Figure E-3. Rate of tree growth in height for multiple species of trees grown in an open field in Baton Rouge, LA, between 1988 and 1999. The values represent mean ± std error from ten replicates for each species.

Notice that in a comparison of oak and maple that even though the mean growth rates are relatively close, the growth rates would be considered “significantly” different because even if you doubled the standard error values the bars would not overlap. In contrast, a comparison of birch and maple shows that even though the mean growth rate of the birch and maple is much further apart, the overall growth rate may not really be that different because of the variation in the growth of the birch. The confidence that these data sets are really different is not considered very strong. Lastly, in a comparison of birch and cypress there is really no difference in growth because of the overlap of standard error bars.

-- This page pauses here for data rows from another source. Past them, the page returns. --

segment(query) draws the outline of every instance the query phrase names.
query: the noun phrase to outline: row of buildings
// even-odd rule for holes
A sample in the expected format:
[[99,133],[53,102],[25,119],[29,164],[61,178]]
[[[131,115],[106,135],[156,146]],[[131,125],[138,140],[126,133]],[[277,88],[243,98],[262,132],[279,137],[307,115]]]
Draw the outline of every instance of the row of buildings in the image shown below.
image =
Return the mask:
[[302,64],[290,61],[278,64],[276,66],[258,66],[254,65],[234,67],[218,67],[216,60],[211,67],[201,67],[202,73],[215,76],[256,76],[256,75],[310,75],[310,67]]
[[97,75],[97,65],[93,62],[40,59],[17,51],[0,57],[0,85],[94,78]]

If the null hypothesis for this experiment was that all tree species will grow at the same rate and the alternative hypothesis was that tree species grow at different rates, then the data above would allow you to reject the null hypothesis and would therefore support the alternative hypothesis. Keep in mind that this does not prove the alternative hypothesis is correct, but that the alternative hypothesis is consistent with the data (i.e., it could be correct).